A lot of politics in France are also confused by this law. I think things are going to change within a few months.

Because there are lots of armenian politics in ur country. Ofcourse they did their best to achieve this illogical decision as they always did. By now I don't beleive armenish France will accept fair decisions in its life.
It is up to historians not politics to research history. I don't know why France pokes its nose into Turkey Armenian problem and accept this rude decision. France is Armenia i think. And be ready to hear any sort of decision from liar armenians..
Every one has right to beleive and everyone has right not to beleive. Who deprives humans out of this right rudely breaches the human rights. What to do for who beleive in ALLAH France? Please discuss it and accept another bill in a moment.
You(France) will not talk about Human Rights by now even the bill is not accepted.
rano
One and a half million Armenians were violently killed, out of a total of two million Armenians in the Ottoman Empire. This was an orginzied act committed with intent to eliminate Armenians. No rational reasoning can deny it. There are too many facts and evidences for it (e.g. http://en.wikipedia.org/wiki/Armenian_Genocide).

But there is a lot of debates and speculations of facts on this subject, but it is normal, these are all politics. So every part is raising the facts which are going to support their own interests and politics.

Generally there are very few politicians and governments who support the truth just for the sake of the truth, especially when it is going to harm their own reputation or their own politics, it is a rare situation in politics... And it seems that France is demonstrating this rare thing, and I appreciate it a lot...
palavra
http://www.zaman.com/?bl=international&alt=&trh=20061115&hn=38297 wrote:
Though first in line when it comes to demanding that Turkey face up to its dark history, namely claims of a 1915 Armenian genocide, it seems that Paris is content to take a ‘let’s leave history to the historians’ approach when faced with its own colonial era trauma in Algeria.

French Interior Minister Nicolas Sarkozy has been on an official visit to France’s former colony Algeria. On Monday Sarkozy placed a wreath at a monument for Algerians killed in their war for independence and on Tuesday he visited a monastery in Tibhirine where seven French monks where killed in 1996.

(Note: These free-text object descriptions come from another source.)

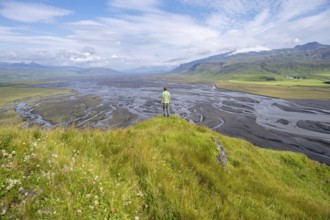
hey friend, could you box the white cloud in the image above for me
[293,38,301,43]
[0,1,73,23]
[64,12,221,68]
[107,0,160,12]
[0,0,329,69]
[179,0,270,16]
[70,52,101,63]
[230,46,271,55]
[276,0,327,21]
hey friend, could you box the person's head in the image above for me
[163,86,167,91]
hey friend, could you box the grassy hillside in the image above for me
[1,116,329,219]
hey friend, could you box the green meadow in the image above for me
[214,80,330,99]
[0,83,73,125]
[165,73,330,99]
[0,83,72,107]
[1,116,329,219]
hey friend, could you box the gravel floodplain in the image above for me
[12,77,330,165]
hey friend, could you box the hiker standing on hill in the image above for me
[161,86,171,117]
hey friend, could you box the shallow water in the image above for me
[15,78,330,165]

In only eight years, 1.5 million Algerians died during their country’s fight for independence between 1954 and 1962. Torture was widespread.

The Algerian government has urged France to apologize for the killings and suffering during 130 years of colonial rule.



While the Algerian government has called on the French to recognize “the number of victims and the looting of riches” and “the deletion of national identity,” Sarkozy preferred to talk about the “dark moments” of the colonial era and suffering on both sides.


Sarkozy, a leading candidate for the French center-right political world to run for president next year, has strongly supported France’s recent notorious bill criminalizing the denial of an Armenian genocide at the hands of the Turks during World War I.



During his trip Sarkozy preferred to focus on an initiative to lift visa restrictions for Algerians traveling to Europe. Both the French interior minister and the Algerian leadership avoided talking too much on the two topics cooling relations between the two countries: Algeria’s call for an apology and the postponement of a 2005 bilateral friendship treaty.


The treaty was pushed aside after France passed a law last year requiring textbooks to talk about the “positive side” of French colonialism. An embarrassed Chirac quashed the law but relations have suffered.


Instead, both sides preferred to talk about Sarkozy’s trip in terms of a “necessary” friendship between the two countries “condemned” to a mutual future, said Algerian President Abdelaziz Bouteflika

i think this is the problem of france
they think they can solve every problem by passing a law.